There are times for someone in Grand Prairie, Arlington, Fort Worth, Dallas, De Soto, Duncanville, Cedar Hill, Crowley, Mansfield, and other places in Texas to get with an Insurance Law Attorney to understand how certain aspects of insurance claims are to be handled.
In 1999, the Court of Appeals, Fourteenth District, Houston, had a case of “first impression,” meaning they were presented with an argument for the first time. The case dealt with an argument for offset and settlement credit against uninsured motorist coverage by a negligent third party. The dispute arose out of a multi-car accident.
The style of the case is, “Ann M. Bartley a/k/a Anne Marie Tadlock v. Martell Rae Guillot.” Here are some facts:
Guillot originally sued Ward, Bustos (uninsured), and Bartley (insured). Before trial, Guillot settled with Allstate, her uninsured motorist carrier, for $20,000 for the injuries she sustained in the accident caused by Bustos. The settlement agreement limited Allstate’s subrogation rights to any damages recovered from Bustos or any other uninsured motorist. Bustos was dismissed and Ward was nonsuited. Thus, Guillot proceeded against Bartley only and recovered $30,000. Bartley moved the court for a set-off in the amount of $20,000, the amount Guillot received from Allstate. This request was made pursuant to Texas Civil Practices & Remedy Code, Section 33.012. The trial court refused, and Bartley perfected this appeal.

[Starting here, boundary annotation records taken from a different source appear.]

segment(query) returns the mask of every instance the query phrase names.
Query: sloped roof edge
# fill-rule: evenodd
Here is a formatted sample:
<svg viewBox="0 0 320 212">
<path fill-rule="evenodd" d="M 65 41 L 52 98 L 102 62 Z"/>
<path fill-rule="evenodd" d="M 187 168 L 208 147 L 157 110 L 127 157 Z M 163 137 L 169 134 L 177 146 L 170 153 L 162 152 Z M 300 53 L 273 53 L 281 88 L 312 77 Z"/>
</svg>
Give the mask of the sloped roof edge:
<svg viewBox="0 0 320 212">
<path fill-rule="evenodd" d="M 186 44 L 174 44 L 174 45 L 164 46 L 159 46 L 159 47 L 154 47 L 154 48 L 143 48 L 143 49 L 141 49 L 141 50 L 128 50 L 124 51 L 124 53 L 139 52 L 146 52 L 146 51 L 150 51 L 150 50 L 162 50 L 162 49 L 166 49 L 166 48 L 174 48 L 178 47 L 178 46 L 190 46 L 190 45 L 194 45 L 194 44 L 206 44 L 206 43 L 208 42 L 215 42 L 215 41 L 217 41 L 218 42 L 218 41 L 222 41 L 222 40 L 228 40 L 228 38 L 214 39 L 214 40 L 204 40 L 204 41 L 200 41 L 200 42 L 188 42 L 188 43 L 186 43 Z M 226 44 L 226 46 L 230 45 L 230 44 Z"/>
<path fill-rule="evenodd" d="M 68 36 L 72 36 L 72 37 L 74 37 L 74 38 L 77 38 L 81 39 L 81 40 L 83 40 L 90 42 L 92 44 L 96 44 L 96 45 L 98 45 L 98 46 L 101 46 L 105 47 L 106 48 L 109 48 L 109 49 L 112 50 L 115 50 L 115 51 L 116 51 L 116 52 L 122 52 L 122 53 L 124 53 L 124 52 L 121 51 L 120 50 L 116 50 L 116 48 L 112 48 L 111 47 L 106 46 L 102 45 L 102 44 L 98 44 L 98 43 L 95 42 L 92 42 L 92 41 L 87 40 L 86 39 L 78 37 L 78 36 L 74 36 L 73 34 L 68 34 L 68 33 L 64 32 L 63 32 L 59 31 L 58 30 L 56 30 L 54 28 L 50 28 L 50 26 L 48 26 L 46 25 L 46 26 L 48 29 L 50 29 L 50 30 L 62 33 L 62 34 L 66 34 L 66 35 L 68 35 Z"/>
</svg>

The issue before the court was whether a negligent driver is entitled to receive credit from an independent insurance policy procured by the injured party. This is what made this a case of “first impression” in Texas. An insurance company who pays under contract for a loss or injury for the wrong of another is subrogated to the rights of the creditor or injured person against the wrongdoer. The insurer’s right to subrogation derives from the rights of the insured.
Here, Allstate paid Guillot, the insured, pursuant to Guillot’s uninsured motorist policy for the multi-car collision. This entitled Allstate to stand in the shoes of Guillot and assert any claims that Guilot was entitled to assert. However, Allstate decided not to exercise its subrogation rights. Thus, Allstate allowed Guillot to receive more money than the damages awarded by the jury because it did not attempt to collect from Bustos. (A total of $50,000).
In discussing this case, the court pointed out that what Bartley really seeks is reimbursement or contribution from Bustos via Allstate’s payment to Guillot under her uninsured motorist policy. However, Allstate stands in the shoes of Guillot not the shoe’s of the joint tortfeasor. Bustos, the uninsured alleged joint tortfeasor, was not a party to the suit. To prevent what has occurred, Bartley could have joined Bustos in a cross action as a third party defendant creating an opportunity for the jury to adjudicate Bustos’s liability, if any. This would have allowed Bartley to seek contribution or reimbursement from Bustos for any damages attributable to Bustos. To offset the $30,000 Bartley owed as damages by Allstate’s $20,000 settlement, would allow Bartley to receive contribution from the plaintiff and not a codefendant. Allstate’s liability arose from the fault, if any, of the uninsured motorist Bustos, not that of the insured driver, Bartley.
As stated, this was a case of first impression for the court and as such is not the type of situation that is going to happen very often.